Asian Indices:
- Australia's ASX 200 index rose by 4.7 points (0.07%) and currently trades at 6,652.20
- Japan's Nikkei 225 index has fallen by -129.87 points (-0.49%) and currently trades at 26,266.96
- Hong Kong's Hang Seng index has fallen by -166.88 points (-1%) and currently trades at 16,534.15
- China's A50 Index has fallen by -124.61 points (-0.98%) and currently trades at 12,581.17
UK and Europe:
- UK's FTSE 100 futures are currently down -14.5 points (-0.21%), the cash market is currently estimated to open at 6,811.65
- Euro STOXX 50 futures are currently down -15 points (-0.45%), the cash market is currently estimated to open at 3,316.53
- Germany's DAX futures are currently down -46 points (-0.38%), the cash market is currently estimated to open at 12,126.26
US Futures:
- DJI futures are currently up 21 points (0.07%)
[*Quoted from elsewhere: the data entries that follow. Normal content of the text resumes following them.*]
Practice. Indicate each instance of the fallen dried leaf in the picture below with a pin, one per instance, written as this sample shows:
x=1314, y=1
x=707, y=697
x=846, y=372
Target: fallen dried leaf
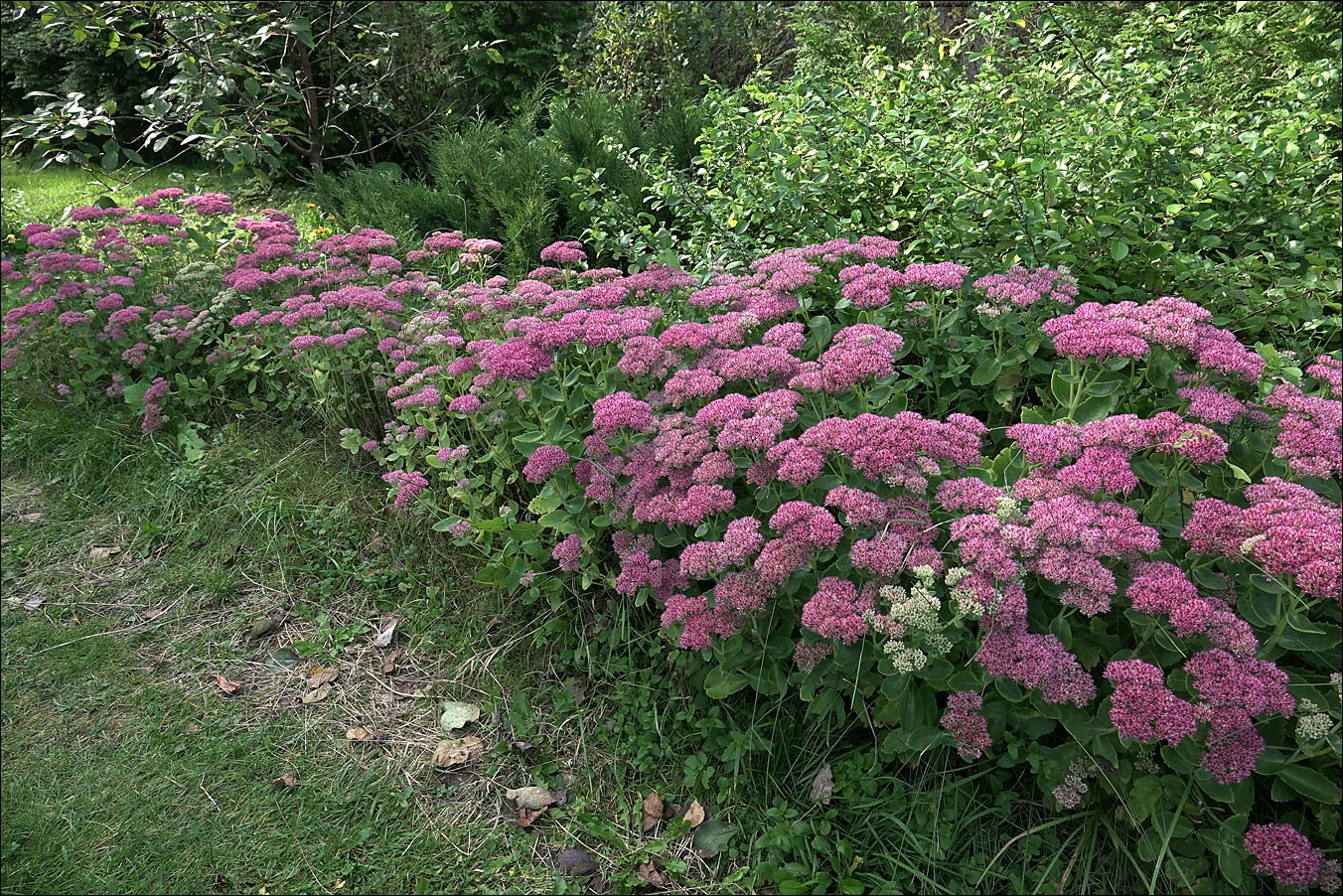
x=317, y=677
x=652, y=812
x=652, y=875
x=822, y=786
x=385, y=636
x=320, y=693
x=533, y=798
x=457, y=715
x=694, y=815
x=263, y=626
x=575, y=861
x=456, y=752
- S&P 500 futures are currently down -0.5 points (0%)
- Nasdaq 100 futures are currently up 3 points (0.08%)
A cautious tone was present across equity markets overnight, with Chinese equities once again taking the lead lower but volatility was on the lower side. The ASX 200 was flat whilst most other indices were in the red across Asia.
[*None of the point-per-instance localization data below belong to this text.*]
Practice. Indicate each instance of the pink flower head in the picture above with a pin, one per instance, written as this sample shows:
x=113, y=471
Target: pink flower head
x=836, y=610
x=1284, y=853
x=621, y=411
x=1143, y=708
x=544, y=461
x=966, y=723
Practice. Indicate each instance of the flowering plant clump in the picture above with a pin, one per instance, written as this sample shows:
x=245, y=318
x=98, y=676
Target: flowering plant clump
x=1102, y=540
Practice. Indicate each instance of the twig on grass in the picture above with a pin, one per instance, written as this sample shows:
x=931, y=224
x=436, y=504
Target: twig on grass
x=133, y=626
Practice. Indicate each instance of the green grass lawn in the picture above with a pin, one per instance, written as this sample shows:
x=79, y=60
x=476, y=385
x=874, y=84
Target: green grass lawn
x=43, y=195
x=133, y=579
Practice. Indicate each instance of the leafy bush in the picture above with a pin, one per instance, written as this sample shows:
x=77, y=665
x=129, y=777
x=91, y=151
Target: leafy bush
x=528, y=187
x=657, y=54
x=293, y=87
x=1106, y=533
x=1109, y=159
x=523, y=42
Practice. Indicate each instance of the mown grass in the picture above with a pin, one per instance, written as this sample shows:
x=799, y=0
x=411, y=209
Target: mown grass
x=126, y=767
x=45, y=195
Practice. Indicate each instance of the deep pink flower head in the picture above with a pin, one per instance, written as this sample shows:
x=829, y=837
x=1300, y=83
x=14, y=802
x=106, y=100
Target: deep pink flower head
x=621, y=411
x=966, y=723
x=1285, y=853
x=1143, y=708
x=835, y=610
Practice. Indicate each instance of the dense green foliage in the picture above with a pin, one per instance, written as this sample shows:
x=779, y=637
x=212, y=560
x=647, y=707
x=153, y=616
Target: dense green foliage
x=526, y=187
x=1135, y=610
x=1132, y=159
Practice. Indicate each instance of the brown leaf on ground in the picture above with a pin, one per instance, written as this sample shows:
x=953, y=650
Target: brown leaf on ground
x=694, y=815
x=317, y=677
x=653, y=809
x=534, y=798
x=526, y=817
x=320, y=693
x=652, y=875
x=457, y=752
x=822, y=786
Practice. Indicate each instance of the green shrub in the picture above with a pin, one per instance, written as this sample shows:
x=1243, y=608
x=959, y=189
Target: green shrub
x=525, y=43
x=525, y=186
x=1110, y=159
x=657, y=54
Today is clearly all about the US inflation report, where another hot print is expected. Core CPI is expected to rise to 6.5% and match its 40-year high set in June, whilst CPI is expected to soften to 8.1% y/y – thanks to lower energy prices which OPEC are doing their best to support.
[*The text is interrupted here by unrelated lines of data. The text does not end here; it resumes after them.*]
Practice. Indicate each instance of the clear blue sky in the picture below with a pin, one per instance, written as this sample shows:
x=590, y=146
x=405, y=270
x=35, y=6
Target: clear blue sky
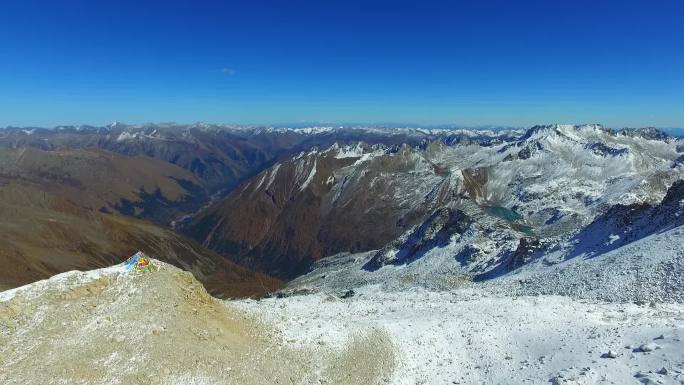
x=519, y=63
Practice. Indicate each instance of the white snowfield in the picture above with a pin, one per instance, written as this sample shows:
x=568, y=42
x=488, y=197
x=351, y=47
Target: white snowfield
x=466, y=337
x=473, y=335
x=503, y=331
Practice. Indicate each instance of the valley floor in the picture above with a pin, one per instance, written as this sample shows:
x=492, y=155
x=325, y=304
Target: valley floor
x=466, y=337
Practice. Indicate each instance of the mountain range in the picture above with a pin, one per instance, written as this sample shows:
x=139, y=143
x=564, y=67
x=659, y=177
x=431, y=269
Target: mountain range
x=257, y=205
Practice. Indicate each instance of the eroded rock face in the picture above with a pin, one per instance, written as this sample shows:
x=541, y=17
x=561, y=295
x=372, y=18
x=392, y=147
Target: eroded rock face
x=161, y=327
x=321, y=203
x=361, y=198
x=436, y=231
With markets fully braced for another hot CPI – which will no doubt prompt a bullish response for the dollar if true, there is little talk of it missing expectations. And that could arguably prompt a more volatile response should it come in slightly softer. And speaking of volatility, implied vols for forex are screaming higher whilst USD/JPY trades within a miniscule range around its 24-year high.
There are two tell tale signs that an important event is looming; realised volatility has died a quiet death whilst implied volatility has sprung alive. For all FX majors, 1-day implied volatility is currently higher than 1-week implied volatility, which means options traders estimate volatility over the next 24-hours to be greater than the next five days.
Over the past week, 1-day IV has more of less risen by around 50% - whilst IV for USD/JPY has more than doubled. GBP/USD is currently the highest level of anticipated volatility of around 150 pips, but we also need factor in headline risk from the BOE (Bank of England) – who insist they’ll wrap up their emergency QE program tomorrow, despite reports suggesting otherwise.
USD/JPY 1-hour chart
USD/JPY remains within a strong uptrend on the 1-hour chart, and trades within a tight consolidation just off its 24-yer high. There’s been little in the way of jawboning from the MOF since prices broke above the previous intervention high, and the BOJ’s Kuroda has once again given a weak yen the thumbs-up – so long as its demise is not too volatile.
A break above 147 confirms a bull-flag breakout and assumes trend continuation toward the 147..65 high – but given the historical significance of this level, it could prompt a shakeout has traders book profits or even fade the move.
Should prices move initially lower then bulls could consider dips, but if CPI is to come in softer than expected then bears would likely drive this pair much lower.